There’s so much to love about Prime Video’s Good Omens. A delightful adaptation of the popular Neil Gaiman and Terry Pratchett novel of the same name, the series is romantic, thoughtful, hilarious, and heartfelt by turns. The story of the almost-apocalypse and what comes afterward, it wrestles with big concepts like destiny, free will, and forgiveness, all framed through the lens of an unorthodox relationship between an angel and a demon whose love for one another is a key to saving the world.
As anyone who has watched Good Omens already knows, nothing about this series works without the pair of lead performances at its center. Stars David Tennant and Michael Sheen—who play the demon Crowley and the angel Aziraphale, respectively—have the kind of lighting-in-a-bottle chemistry that’s the stuff of legend, and their characters’ every interaction conveys both their deep affection for one another and the Earth they’ve made their home. Their romance is the emotional linchpin around which most of the series turns, and their heartbreaking separation in the Season 2 finale is so devastating precisely because we’ve seen how necessary the two are to each other’s lives.
But it’s Sheen’s performance in that final scene that really twists the knife. As Aziraphale’s face crumples following his and Crowley’s long-awaited kiss, the actor manages to convey what feels like every possible human emotion in the span of less than thirty seconds as the angel realizes what he has both had and just lost. The moment is emotionally brutal to watch, particularly after sitting through five and a half episodes of Aziraphale looking as lovestruck as the lead in any rom-com. Sheen makes it all look effortless, shifting from giddy joy to devastated longing and everything in between, and we really don’t talk enough about how powerful and underrated his work in this series truly is.
Though he’s half of the central duo that makes Good Omens tick, Sheen’s role often tends to get overshadowed by his co-star’s. It’s not difficult to see why, given that Tennant gets to spend most of the show swanning around in tight trousers looking like the Platonic ideal of the charming bad boy, complete with flaming red hair and dramatic eyewear.
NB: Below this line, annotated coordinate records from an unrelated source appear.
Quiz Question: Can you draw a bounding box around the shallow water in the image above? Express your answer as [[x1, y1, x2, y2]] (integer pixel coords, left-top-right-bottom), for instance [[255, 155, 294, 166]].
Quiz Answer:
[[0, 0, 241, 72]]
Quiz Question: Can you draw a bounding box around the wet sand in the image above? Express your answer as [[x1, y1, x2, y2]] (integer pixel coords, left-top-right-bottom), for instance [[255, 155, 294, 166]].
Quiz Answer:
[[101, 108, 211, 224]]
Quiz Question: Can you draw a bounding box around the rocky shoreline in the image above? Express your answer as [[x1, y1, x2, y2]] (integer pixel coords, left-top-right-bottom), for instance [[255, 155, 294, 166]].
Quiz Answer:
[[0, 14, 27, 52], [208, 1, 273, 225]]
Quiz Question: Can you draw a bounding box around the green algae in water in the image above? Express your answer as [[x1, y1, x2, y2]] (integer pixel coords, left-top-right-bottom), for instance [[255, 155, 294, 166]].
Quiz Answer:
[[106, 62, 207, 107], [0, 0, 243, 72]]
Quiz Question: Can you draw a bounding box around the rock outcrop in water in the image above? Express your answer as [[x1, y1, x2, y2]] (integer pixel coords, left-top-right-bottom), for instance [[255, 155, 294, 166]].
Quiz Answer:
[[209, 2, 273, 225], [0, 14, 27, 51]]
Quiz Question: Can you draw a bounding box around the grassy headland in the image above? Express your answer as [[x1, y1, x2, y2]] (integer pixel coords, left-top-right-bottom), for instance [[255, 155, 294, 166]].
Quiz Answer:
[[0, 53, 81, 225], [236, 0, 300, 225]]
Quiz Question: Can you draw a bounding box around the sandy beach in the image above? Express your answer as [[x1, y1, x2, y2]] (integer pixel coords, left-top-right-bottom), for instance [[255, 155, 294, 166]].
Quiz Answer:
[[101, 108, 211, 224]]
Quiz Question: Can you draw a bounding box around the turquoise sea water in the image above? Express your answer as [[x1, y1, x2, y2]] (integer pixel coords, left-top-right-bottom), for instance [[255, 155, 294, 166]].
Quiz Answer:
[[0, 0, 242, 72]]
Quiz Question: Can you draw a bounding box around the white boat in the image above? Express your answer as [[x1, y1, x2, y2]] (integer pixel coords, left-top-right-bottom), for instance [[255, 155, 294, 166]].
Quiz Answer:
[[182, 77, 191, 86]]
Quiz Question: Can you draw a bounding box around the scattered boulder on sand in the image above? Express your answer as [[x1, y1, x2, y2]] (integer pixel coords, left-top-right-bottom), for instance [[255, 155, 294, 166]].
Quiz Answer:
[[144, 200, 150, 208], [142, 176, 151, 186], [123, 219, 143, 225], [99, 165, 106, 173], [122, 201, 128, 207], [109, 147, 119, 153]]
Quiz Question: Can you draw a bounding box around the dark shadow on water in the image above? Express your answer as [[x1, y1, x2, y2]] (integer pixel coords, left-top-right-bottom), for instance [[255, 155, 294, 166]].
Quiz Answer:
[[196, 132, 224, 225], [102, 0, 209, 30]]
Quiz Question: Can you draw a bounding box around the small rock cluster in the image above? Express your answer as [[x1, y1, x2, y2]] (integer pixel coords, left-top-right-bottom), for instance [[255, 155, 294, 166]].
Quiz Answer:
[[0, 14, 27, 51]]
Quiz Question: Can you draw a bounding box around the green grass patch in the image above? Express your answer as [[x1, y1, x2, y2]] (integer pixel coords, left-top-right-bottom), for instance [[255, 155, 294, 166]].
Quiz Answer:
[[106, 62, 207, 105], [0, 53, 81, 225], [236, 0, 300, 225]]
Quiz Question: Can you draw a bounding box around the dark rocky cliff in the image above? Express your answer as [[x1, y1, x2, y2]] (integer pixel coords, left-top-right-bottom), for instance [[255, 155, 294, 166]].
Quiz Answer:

Tennant also benefits from Crowley’s much more sympathetic emotional arc. I mean, it’s hard not to love a cynical demon with a heart of gold who’s been pining after his angelic best friend for literal millennia even after being cast out from Heaven. Of course, viewers are drawn to that—likely a lot more easily than the story of an angel who’s simply trying the best he can to do the right thing as he wrestles with his role in God’s Ineffable Plan. Plus, let’s be real, Tennant’s sizeable Doctor Who fanbase certainly doesn’t hurt his character’s popularity.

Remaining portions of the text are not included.